Kedengarannya sangat mulia.Â
Dikutip dari detik.com (11/12) dengan judul: "Ke Paris, Fahri Hamzah Belajar Pencegahan Korupsi dari 'KPK' Prancis", diberitakan bahwa Wakil Ketua DPR Fahri Hamzah, memimpin delegasi DPR RI ke Prancis untuk mendalami praktik pemberantasan korupsi di Prancis melalui pertemuan dengan Lembaga Antikorupsi Perancis, Agence Franaise Anticorruption (AFA), di Paris.
Delegasi DPR RI yang dipimpin Fahri tersebut terdiri dari Sodiq Mujahid (F-Gerindra), Ahmad Riski Sadig (F-PAN), Mafirion (F-PKB), Jazuli Juwaini (F-PKS), Arsul Sani (F-PPP), Muchtar Luthfi (F-NasDem), Lalu Gede Mujahidin (F-Hanura), serta Badan Keahlian DPR dan tenaga ahli.
___
Tetapi entah apa yang ada dipikiran saya. Sepertinya saya kurang greget dan seakan-akan tidak ikhlas dengan kepergian mereka itu ke sana. Dan bahkan saya merasa terganggu dengan "niat mulia" mereka. Padahal bukankah mereka sudah berkorban demi bangsa dan negara, rela pergi jauh-jauh ke Eropa, meninggalkan anak dan istri, hanya demi belajar pencegahan korupsi?
Mengapa saya harus keberatan jika Fahri Hamzah and Friends "belajar kilat" ke Paris? Bukankah niat mereka itu mulia? Bukankah korupsi itu harus diberantas dan koruptor harus diberangus? Dan bukankah pencegahan serta penindakan terhadap koruptor harus terus ditingkatkan? Bukankah koruptor itu musuh bangsa yang harus "di habisi" sampai ke akar-akarnya?
Tetapi, entahlah...
Saya tidak yakin kepergian mereka itu jauh-jauh ke sana dan menghabiskan biaya yang tidak sedikit akan membawa hasil yang positif untuk bangsa dan negara ini, khususnya dalam hal pencegahan dan pemberantasan korupsi. Saya koq bisa-bisanya melihat mereka ke sana hanya sebagai liburan akhir tahun untuk menghabiskan anggaran.
Sebegitu jahatkah aku berpikir sedemikian buruk terhadap mereka? Bukankah studi banding itu bagian dari pekerjaan mereka yang sah menurut aturan? Dan bukankah biaya studi banding itu memang sudah ada anggarannya?
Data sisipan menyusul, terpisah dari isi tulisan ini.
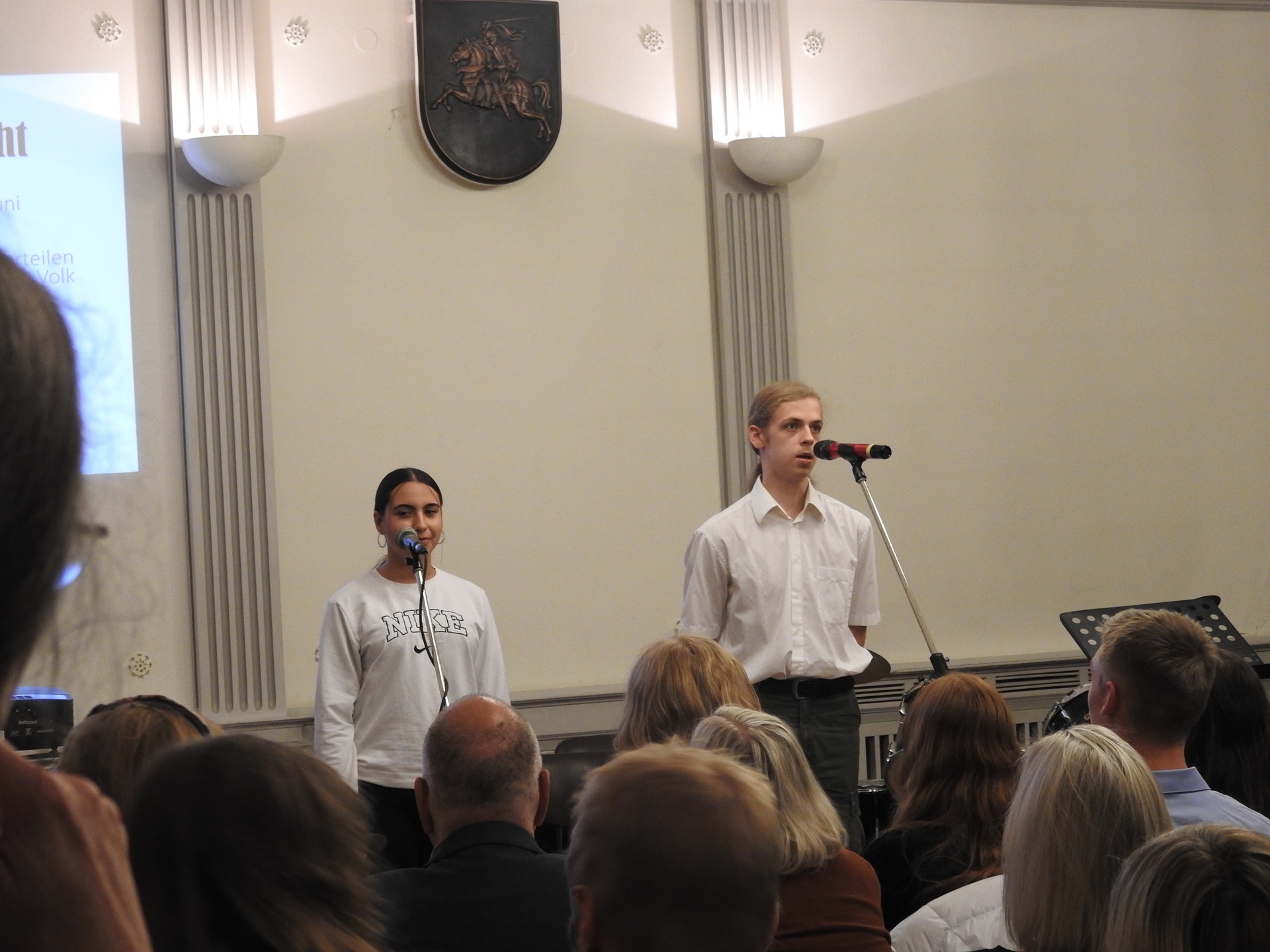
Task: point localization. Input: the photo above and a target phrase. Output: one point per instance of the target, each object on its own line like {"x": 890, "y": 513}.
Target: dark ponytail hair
{"x": 407, "y": 474}
{"x": 40, "y": 460}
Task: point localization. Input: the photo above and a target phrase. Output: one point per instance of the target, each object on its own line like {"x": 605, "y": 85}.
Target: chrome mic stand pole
{"x": 426, "y": 633}
{"x": 857, "y": 469}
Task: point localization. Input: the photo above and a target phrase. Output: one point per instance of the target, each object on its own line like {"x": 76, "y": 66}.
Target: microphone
{"x": 828, "y": 450}
{"x": 409, "y": 539}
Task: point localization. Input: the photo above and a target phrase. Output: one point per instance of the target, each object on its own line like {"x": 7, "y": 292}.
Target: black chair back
{"x": 603, "y": 743}
{"x": 568, "y": 772}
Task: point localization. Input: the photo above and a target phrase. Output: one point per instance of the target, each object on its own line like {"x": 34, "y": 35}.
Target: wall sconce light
{"x": 775, "y": 160}
{"x": 233, "y": 160}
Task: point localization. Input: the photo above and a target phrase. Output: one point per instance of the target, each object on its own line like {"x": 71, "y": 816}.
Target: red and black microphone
{"x": 851, "y": 452}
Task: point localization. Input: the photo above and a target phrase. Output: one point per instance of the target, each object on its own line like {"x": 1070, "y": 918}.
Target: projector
{"x": 40, "y": 719}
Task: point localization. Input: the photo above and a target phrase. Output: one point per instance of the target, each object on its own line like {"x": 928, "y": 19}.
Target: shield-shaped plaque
{"x": 489, "y": 84}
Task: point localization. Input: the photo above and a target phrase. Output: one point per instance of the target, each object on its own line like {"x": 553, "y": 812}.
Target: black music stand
{"x": 1086, "y": 626}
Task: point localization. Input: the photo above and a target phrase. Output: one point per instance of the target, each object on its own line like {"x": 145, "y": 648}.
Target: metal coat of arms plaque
{"x": 488, "y": 75}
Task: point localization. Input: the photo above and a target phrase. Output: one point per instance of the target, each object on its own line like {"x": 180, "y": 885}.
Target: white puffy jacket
{"x": 962, "y": 920}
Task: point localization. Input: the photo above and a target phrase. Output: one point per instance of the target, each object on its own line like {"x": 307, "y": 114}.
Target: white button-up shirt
{"x": 779, "y": 593}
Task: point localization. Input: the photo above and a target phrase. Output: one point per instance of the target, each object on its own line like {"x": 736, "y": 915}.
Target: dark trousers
{"x": 396, "y": 820}
{"x": 828, "y": 729}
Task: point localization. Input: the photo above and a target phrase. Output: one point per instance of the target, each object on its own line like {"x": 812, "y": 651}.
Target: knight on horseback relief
{"x": 482, "y": 66}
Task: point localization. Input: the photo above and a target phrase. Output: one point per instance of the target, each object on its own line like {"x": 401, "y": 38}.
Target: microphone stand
{"x": 426, "y": 633}
{"x": 939, "y": 663}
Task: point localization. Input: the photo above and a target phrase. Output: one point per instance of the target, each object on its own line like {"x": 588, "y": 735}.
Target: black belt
{"x": 799, "y": 688}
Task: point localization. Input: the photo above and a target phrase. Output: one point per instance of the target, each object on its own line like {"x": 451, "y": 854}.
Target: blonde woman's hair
{"x": 673, "y": 684}
{"x": 1198, "y": 889}
{"x": 766, "y": 403}
{"x": 1086, "y": 800}
{"x": 679, "y": 850}
{"x": 812, "y": 829}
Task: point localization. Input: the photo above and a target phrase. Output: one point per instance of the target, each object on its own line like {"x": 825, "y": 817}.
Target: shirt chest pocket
{"x": 833, "y": 587}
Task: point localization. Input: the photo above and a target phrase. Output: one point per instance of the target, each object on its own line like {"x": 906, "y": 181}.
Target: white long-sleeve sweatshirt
{"x": 376, "y": 690}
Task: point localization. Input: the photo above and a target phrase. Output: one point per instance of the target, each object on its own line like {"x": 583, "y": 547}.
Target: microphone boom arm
{"x": 857, "y": 469}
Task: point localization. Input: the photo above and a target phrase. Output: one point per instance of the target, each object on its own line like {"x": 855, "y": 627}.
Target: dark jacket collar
{"x": 476, "y": 834}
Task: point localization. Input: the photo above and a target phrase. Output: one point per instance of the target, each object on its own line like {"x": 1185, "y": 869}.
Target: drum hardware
{"x": 1071, "y": 710}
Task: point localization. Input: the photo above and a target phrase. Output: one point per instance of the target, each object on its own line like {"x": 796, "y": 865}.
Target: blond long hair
{"x": 765, "y": 404}
{"x": 1195, "y": 889}
{"x": 673, "y": 684}
{"x": 1086, "y": 800}
{"x": 812, "y": 829}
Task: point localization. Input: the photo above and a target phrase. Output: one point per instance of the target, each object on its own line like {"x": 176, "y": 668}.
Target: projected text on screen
{"x": 63, "y": 219}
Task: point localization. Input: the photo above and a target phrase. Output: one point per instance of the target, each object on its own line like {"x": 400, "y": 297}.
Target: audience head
{"x": 240, "y": 843}
{"x": 480, "y": 762}
{"x": 116, "y": 742}
{"x": 1085, "y": 801}
{"x": 1231, "y": 744}
{"x": 810, "y": 828}
{"x": 1151, "y": 678}
{"x": 40, "y": 461}
{"x": 675, "y": 850}
{"x": 958, "y": 768}
{"x": 1198, "y": 889}
{"x": 673, "y": 684}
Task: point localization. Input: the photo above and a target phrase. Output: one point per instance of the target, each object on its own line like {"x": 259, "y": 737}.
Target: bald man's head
{"x": 480, "y": 754}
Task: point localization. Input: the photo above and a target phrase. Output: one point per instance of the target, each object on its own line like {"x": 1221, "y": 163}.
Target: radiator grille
{"x": 234, "y": 622}
{"x": 214, "y": 93}
{"x": 751, "y": 98}
{"x": 1034, "y": 682}
{"x": 753, "y": 339}
{"x": 882, "y": 694}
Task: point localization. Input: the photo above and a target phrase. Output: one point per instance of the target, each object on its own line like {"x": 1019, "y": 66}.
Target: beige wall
{"x": 542, "y": 348}
{"x": 1034, "y": 259}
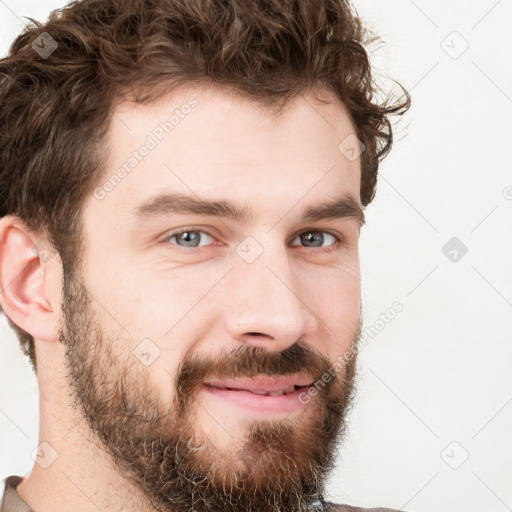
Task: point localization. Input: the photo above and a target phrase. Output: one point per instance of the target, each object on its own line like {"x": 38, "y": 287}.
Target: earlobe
{"x": 24, "y": 261}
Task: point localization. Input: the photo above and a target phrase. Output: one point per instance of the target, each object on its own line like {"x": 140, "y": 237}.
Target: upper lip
{"x": 262, "y": 383}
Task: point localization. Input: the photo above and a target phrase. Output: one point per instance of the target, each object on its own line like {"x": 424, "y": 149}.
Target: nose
{"x": 267, "y": 307}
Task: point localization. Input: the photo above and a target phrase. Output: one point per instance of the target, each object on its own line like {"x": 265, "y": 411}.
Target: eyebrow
{"x": 163, "y": 205}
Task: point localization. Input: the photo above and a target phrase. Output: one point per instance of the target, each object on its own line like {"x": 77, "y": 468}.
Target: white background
{"x": 436, "y": 382}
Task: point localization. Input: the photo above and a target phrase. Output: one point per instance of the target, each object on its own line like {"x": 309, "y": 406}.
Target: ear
{"x": 29, "y": 271}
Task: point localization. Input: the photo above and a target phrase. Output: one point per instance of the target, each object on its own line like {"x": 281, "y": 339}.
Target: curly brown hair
{"x": 55, "y": 108}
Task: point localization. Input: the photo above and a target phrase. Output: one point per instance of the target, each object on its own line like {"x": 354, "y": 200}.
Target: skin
{"x": 196, "y": 305}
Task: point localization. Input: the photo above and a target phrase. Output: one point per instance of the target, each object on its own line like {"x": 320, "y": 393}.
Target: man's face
{"x": 179, "y": 320}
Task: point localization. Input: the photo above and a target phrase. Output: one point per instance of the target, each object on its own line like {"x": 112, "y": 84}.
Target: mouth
{"x": 261, "y": 395}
Ketika beberapa tahun lalu beberapa anggota DPR RI pergi studi banding ke Athena, Yunani untuk "belajar etika", ketika itu banyak orang yang nyinyir, termasuk saya. "Belajar etika koq harus jauh-jauh ke Yunani? Bukankah negara kita yang agamis ini jauh lebih beretika dari negara Yunani? Dan setelah mereka pulang dari sana apa yang mereka bawa, apakah mereka semua lebih beretika dari sebelumnya?
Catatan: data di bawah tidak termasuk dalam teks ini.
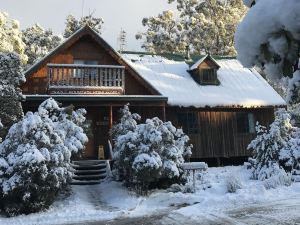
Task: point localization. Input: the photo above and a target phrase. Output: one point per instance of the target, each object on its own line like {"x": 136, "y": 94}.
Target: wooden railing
{"x": 77, "y": 76}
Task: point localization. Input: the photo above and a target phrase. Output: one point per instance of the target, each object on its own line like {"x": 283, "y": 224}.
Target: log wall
{"x": 218, "y": 136}
{"x": 86, "y": 49}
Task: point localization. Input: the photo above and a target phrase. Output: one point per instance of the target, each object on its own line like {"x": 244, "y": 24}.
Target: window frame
{"x": 245, "y": 123}
{"x": 208, "y": 76}
{"x": 189, "y": 122}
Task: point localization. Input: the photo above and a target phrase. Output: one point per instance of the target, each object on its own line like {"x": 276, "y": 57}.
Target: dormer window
{"x": 208, "y": 76}
{"x": 204, "y": 71}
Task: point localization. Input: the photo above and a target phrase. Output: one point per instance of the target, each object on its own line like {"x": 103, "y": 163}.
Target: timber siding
{"x": 217, "y": 134}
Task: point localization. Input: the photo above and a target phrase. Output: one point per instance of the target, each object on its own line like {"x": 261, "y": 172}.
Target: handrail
{"x": 85, "y": 65}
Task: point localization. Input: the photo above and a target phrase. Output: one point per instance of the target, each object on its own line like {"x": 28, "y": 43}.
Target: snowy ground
{"x": 110, "y": 203}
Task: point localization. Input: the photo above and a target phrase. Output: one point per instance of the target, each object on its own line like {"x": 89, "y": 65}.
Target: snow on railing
{"x": 80, "y": 75}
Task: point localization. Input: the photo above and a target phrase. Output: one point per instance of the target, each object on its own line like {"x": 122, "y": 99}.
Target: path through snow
{"x": 275, "y": 213}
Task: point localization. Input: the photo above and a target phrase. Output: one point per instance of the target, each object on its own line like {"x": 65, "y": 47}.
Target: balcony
{"x": 86, "y": 79}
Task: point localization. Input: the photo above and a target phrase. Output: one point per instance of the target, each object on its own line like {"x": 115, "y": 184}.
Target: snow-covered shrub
{"x": 268, "y": 144}
{"x": 233, "y": 183}
{"x": 290, "y": 155}
{"x": 35, "y": 157}
{"x": 11, "y": 78}
{"x": 149, "y": 154}
{"x": 278, "y": 177}
{"x": 1, "y": 127}
{"x": 123, "y": 133}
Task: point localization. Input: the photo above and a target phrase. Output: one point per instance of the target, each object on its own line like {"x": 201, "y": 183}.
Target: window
{"x": 208, "y": 76}
{"x": 245, "y": 122}
{"x": 189, "y": 122}
{"x": 85, "y": 72}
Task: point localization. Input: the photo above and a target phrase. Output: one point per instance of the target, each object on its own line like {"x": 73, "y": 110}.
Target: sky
{"x": 117, "y": 15}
Mengenai Fahri yang selama ini ngotot ingin membubarkan KPK, masih perlukah jauh-jauh belajar ke "KPK"nya Perancis? Lagi pula ini kan periode terakhir Fahri menjabat di legislatif dan tahun depan sudah dipastikan tidak akan menjabat lagi, apakah ilmu yang didapat dari sana masih bisa digunakan kelak?